When Ferret queries match a large number of documents, execution may be dominated by result ordering. From PHI1938, a particular query matching 185,000 results takes 0.07s to return the first 100 results, and 4m40s to return the "best" 100 results.
In most cases, these queries are short and not particularly useful (queries like test or the code), and users likely do not benefit from ordering anyway: they will probably refine their query when they see how many results matched, not browse through the results.
Ranking Function
Result ordering is currently O(N) on the size of the result set. The most common ranking function is:
IF(`ft_rank`.termCorpus LIKE '% xx1 %', 2, 0) + IF(`ft_rank`.normalCorpus LIKE '% xx2 %', 1, 0) + IF(`ft_rank`.termCorpus LIKE '% yy1 %', 2, 0) + IF(`ft_rank`.normalCorpus LIKE '% yy2 %', 1, 0) + 0 AS `_ft_rank`,
...where xx1, yy2, etc., are variations of search terms. Roughly, documents get 2 points for each term appearing exactly as queried in the raw text of the title and 1 point for each normalized term appearing in the normalized text of the title.
There is a maximum score (3 * number of terms) and MySQL could stop once it finds one full page of results with the maximum score. It actually could compute this, but expecting it to figure this out is not realistic. This means it must compute a rank for every value in the result set.
Can we express this query in a way that MySQL can execute more efficiently?
In theory, we could imagine including a term like _ft_has_max_score and somehow hinting to MySQL that once it finds a full page of results with the maximum score, it may stop searching. That is, for the ordering <has_max_score, score, id> it should examine the table row-by-row in id order, stopping once it finds a page of results with a maximum score. I don't know any way to do this in MySQL, and suspect one does not exist.

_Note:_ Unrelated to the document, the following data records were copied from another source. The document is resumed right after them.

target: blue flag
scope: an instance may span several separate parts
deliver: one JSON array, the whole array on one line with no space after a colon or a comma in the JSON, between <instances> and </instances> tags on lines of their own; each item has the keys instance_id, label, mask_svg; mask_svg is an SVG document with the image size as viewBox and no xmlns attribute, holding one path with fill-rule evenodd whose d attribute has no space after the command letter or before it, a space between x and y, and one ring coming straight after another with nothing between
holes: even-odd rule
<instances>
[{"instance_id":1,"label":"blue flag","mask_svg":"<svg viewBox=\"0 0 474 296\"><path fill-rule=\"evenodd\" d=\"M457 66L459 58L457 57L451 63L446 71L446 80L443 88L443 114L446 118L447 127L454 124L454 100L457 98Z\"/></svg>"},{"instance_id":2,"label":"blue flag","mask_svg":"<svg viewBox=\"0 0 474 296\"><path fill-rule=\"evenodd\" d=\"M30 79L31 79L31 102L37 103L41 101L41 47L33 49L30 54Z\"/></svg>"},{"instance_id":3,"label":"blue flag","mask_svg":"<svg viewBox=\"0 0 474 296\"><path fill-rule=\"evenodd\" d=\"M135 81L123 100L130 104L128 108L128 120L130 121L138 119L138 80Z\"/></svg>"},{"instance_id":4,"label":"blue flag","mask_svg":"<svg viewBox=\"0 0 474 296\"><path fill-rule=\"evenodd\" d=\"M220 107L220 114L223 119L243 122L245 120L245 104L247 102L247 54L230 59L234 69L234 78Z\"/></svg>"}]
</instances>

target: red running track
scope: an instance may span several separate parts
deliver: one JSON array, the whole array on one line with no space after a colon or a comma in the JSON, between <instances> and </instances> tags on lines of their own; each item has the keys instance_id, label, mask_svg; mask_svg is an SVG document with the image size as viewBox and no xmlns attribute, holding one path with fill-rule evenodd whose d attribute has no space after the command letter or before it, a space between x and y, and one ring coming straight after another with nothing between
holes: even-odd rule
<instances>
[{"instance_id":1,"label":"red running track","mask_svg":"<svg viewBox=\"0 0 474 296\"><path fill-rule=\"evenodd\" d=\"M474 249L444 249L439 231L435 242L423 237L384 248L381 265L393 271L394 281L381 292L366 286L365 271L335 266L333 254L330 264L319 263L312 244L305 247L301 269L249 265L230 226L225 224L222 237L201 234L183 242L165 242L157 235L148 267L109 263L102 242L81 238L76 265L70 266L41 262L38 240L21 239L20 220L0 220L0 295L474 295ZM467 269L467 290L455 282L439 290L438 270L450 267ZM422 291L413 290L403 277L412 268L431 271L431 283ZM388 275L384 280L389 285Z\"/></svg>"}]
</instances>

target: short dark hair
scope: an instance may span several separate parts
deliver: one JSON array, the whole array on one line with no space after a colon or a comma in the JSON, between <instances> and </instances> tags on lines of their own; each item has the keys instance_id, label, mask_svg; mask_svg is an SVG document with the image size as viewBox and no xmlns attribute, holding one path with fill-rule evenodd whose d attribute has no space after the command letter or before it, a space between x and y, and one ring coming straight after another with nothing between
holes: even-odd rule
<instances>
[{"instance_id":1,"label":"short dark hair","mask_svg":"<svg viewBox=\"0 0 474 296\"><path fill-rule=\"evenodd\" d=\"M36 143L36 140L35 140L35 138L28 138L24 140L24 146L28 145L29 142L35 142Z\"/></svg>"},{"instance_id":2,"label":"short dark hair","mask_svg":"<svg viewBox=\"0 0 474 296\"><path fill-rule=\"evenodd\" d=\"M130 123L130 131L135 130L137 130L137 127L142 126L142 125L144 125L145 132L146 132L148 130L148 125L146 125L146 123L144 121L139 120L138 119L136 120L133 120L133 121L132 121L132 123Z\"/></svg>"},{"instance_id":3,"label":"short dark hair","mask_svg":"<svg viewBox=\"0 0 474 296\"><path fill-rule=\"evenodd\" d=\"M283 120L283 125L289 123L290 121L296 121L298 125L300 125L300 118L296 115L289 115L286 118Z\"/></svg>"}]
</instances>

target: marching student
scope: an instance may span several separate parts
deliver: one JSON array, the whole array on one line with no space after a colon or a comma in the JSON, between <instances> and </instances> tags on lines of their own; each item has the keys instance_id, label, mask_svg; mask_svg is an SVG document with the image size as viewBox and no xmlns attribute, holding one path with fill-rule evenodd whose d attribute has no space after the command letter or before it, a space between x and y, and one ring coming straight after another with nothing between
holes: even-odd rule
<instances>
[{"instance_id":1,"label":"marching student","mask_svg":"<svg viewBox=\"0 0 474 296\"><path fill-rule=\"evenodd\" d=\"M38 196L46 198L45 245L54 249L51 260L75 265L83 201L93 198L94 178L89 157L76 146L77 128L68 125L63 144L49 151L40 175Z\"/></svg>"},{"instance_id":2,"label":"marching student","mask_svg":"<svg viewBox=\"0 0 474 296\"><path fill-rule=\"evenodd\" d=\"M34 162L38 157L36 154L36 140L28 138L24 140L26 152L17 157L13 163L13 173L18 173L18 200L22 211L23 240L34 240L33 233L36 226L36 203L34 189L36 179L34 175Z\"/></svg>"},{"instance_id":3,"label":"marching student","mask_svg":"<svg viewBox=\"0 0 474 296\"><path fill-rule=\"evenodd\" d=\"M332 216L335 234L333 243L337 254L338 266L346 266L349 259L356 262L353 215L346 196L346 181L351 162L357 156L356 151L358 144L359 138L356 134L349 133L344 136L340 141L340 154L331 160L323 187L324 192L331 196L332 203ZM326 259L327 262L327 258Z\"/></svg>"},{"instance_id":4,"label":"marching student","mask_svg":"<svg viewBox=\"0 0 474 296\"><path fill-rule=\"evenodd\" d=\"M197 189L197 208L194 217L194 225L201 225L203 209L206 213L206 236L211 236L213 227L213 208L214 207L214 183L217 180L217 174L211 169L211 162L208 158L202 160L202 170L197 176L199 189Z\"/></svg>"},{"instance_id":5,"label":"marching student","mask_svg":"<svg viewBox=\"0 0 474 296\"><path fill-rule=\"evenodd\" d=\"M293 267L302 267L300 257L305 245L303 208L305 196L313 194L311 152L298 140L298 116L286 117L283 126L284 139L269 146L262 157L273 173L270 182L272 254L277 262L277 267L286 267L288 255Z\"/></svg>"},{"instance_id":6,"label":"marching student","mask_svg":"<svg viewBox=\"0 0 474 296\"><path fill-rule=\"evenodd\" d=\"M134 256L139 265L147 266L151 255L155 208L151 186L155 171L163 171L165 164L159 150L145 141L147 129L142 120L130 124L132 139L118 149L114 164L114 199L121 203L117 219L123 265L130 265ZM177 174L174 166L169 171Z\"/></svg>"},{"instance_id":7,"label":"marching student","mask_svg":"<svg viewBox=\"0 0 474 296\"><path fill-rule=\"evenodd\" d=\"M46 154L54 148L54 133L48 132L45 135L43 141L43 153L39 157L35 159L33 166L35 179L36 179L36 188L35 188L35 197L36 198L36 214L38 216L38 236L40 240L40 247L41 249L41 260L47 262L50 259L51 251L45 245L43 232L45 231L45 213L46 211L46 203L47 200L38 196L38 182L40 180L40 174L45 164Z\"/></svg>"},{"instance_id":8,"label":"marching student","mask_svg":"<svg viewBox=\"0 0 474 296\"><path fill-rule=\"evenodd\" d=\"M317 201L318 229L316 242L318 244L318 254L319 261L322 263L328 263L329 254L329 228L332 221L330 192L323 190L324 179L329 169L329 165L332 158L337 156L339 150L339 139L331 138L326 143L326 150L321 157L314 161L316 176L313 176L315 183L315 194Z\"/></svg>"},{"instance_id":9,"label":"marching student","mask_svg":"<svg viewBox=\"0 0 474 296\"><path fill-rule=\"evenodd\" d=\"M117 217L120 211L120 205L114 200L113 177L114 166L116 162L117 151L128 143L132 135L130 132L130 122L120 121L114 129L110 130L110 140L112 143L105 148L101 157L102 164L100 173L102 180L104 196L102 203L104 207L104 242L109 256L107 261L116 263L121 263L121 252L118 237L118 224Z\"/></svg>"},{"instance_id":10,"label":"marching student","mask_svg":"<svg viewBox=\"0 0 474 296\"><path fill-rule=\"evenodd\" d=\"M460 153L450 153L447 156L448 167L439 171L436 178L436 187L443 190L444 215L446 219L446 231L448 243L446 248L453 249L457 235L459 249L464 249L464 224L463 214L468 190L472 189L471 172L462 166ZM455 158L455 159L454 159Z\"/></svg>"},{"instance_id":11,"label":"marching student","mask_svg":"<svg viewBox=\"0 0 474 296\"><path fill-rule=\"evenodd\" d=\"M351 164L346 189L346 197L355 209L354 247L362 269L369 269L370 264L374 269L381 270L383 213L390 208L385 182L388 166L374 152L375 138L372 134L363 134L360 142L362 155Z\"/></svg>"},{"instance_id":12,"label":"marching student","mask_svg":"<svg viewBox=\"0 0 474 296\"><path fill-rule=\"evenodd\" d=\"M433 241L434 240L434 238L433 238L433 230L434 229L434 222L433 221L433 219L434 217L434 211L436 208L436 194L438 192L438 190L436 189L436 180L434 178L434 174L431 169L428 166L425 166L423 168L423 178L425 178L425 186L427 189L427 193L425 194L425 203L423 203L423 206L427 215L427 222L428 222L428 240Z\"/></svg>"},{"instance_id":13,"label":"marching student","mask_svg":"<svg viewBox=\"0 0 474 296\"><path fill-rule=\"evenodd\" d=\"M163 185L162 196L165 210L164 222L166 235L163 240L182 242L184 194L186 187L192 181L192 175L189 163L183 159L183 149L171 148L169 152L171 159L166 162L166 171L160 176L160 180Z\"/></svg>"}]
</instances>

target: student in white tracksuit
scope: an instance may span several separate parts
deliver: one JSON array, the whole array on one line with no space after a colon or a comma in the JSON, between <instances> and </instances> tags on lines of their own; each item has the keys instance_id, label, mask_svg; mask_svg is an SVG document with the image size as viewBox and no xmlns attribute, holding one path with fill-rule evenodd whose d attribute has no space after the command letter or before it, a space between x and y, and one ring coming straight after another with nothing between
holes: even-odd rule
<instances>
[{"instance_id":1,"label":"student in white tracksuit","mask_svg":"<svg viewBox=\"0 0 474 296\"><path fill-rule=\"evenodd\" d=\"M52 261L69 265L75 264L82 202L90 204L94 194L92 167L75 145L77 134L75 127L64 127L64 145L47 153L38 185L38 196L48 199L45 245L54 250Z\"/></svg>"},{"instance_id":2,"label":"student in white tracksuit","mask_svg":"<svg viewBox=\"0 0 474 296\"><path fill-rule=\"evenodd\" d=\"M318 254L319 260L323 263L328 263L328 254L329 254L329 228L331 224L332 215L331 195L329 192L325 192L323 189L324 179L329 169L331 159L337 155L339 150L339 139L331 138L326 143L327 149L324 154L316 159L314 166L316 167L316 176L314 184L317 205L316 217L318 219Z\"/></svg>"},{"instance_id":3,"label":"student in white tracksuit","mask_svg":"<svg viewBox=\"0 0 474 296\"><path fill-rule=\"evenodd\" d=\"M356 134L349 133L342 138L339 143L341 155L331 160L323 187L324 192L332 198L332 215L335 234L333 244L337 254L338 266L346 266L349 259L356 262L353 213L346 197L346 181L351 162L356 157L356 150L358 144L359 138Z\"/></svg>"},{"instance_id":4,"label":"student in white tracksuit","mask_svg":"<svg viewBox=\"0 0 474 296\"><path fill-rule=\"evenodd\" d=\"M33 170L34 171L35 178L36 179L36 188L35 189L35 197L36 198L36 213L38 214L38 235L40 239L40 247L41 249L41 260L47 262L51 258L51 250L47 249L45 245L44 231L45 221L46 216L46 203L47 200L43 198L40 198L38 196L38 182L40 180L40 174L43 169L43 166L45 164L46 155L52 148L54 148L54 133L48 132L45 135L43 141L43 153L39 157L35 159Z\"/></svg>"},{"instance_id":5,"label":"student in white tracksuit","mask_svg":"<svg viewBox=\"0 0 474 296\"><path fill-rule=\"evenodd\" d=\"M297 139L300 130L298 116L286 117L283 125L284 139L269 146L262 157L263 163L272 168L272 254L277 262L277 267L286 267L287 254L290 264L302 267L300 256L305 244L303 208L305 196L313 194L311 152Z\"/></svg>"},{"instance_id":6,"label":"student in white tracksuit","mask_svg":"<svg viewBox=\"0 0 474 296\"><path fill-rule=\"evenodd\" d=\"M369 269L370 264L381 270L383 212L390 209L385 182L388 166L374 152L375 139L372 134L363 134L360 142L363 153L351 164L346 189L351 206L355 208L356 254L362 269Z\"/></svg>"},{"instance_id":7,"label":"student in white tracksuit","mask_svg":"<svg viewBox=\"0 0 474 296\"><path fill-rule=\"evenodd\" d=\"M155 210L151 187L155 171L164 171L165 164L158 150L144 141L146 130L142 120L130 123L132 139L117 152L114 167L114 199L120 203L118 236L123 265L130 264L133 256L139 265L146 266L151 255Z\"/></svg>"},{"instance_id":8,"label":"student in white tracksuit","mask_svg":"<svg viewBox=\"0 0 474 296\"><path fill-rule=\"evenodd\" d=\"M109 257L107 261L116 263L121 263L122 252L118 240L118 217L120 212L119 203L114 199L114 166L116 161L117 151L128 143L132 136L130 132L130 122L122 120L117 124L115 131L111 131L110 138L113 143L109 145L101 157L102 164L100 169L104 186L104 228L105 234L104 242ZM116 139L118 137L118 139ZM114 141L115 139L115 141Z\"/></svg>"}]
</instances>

Unless a mechanism for this emerges, I don't think this is an option.
Degrading Ranking
We can degrade to a cheap ranking function if we determine that ranking will not be worthwhile. Degrading is the easy part, determining that ranking won't be worthwhile is a bit trickier.
There are a set of cases where we can cheaply and easily guess that ranking is not worthwhile:
- Query has no ngrams (e).
- A "common ngram" threshold is configured, and the query has no uncommon ngrams (the and a).
In other cases, I think we have to either pre-query (issue a query to test the result size) or timeout the well-ranked query.
I'm inclined to do this:
- Handle timeouts better, showing the user a more helpful error message with guidance about what happened and why.
- Expose "Relevance" and at least one other cheap ranking explicitly, ideally in a UI control that allows the UI to communicate that relevance wasn't available as a ranking for a given query (e.g., a modal multi-button control).
- Time out queries more quickly (5s or 10s).
- If not unduly difficult, degrade from "Relevance" when cheap predictions indicate it won't work.
- If not unduly difficult, degrade from "Relevance" when queries time out.
This leaves some improvable behavior: the set of queries that match many documents, but which we don't guess are expensive before we issue them.
I don't want to spend a ton of time getting this perfect since I believe these queries are almost always useless anyway and in almost all cases, any response to a query matching 185,000 documents isn't useful.